Sorted (iterable[items[], CMP, key, reverse)

Parameter explanation:

(1) iterable specifies the list or iterable to sort, not to mention;

(2) CMP is a function that specifies a function to compare when sorting, you can specify a function or a lambda function, such as:

  students为类对象的list,没个成员有三个域,用sorted进行比较时可以自己定cmp函数,例如这里要通过比较第三个数据成员来排序,代码可以这样写:  students = [(‘john‘, ‘A‘, 15), (‘jane‘, ‘B‘, 12), (‘dave‘, ‘B‘, 10)]  sorted(students, key=lambda student : student[2])

(3) key is a function that specifies which item to sort the elements to be sorted, the function is illustrated by the above example, the code is as follows:
Sorted (students, KEY=LAMBDA student:student[2])

  key指定的lambda函数功能是去元素student的第三个域(即:student[2]),因此sorted排序时,会以students所有元素的第三个域来进行排序。

With the Operator.itemgetter function above, you can also use this function, for example, to sort by the third field of student, you can write:
Sorted (students, Key=operator.itemgetter (2))
The sorted function can also be ordered in multiple levels, for example, to sort by the second field and the third field, so you can write:
Sorted (students, Key=operator.itemgetter ())

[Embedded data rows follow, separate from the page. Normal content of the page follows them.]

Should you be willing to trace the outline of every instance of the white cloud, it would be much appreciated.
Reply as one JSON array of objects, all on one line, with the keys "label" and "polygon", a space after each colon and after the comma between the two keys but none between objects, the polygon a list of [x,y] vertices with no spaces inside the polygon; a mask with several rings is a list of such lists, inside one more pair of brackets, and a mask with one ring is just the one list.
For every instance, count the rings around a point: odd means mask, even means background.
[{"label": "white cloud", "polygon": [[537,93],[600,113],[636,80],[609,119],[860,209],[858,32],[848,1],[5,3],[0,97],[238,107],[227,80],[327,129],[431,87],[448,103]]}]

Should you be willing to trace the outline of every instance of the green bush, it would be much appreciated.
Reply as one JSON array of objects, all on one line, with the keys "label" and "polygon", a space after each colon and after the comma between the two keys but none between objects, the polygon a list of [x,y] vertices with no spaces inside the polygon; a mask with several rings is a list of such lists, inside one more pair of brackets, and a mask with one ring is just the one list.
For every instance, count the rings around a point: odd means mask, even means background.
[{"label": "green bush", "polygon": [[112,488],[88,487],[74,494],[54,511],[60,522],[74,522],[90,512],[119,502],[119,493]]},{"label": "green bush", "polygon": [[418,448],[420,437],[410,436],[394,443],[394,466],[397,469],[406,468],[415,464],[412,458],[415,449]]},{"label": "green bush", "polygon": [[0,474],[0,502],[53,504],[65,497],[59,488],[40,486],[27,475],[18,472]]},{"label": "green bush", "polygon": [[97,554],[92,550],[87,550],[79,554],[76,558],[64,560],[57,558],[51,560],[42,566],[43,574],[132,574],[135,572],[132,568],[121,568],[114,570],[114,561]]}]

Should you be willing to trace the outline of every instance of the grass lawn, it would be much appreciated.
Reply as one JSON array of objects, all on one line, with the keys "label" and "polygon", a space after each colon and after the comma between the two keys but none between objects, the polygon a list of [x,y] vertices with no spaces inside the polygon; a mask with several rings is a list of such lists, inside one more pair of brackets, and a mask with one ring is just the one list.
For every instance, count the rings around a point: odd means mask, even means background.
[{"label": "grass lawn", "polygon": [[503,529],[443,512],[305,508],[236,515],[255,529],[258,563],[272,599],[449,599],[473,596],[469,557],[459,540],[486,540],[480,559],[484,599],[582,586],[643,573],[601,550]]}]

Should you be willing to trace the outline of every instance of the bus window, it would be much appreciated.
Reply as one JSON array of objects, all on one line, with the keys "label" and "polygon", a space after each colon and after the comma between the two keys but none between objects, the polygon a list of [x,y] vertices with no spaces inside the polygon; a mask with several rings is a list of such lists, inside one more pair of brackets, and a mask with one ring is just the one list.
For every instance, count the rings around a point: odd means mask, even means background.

That is, sort the second field first, and then sort by the third field.
(4) The reverse parameter does not have to say more, is a bool variable, indicating ascending or descending order, the default is False (ascending order), when defined as true will be sorted in descending order.

Machine Learning Series-K-NEARESTNEIGHBO

Contact Us

The content source of this page is from Internet, which doesn't represent Alibaba Cloud's opinion; products and services mentioned on that page don't have any relationship with Alibaba Cloud. If the content of the page makes you feel confusing, please write us an email, we will handle the problem within 5 days after receiving your email.

If you find any instances of plagiarism from the community, please send an email to: info-contact@alibabacloud.com and provide relevant evidence. A staff member will contact you within 5 working days.

A Free Trial That Lets You Build Big!

Start building with 50+ products and up to 12 months usage for Elastic Compute Service

  • Sales Support

    1 on 1 presale consultation

  • After-Sales Support

    24/7 Technical Support 6 Free Tickets per Quarter Faster Response

  • Alibaba Cloud offers highly flexible support services tailored to meet your exact needs.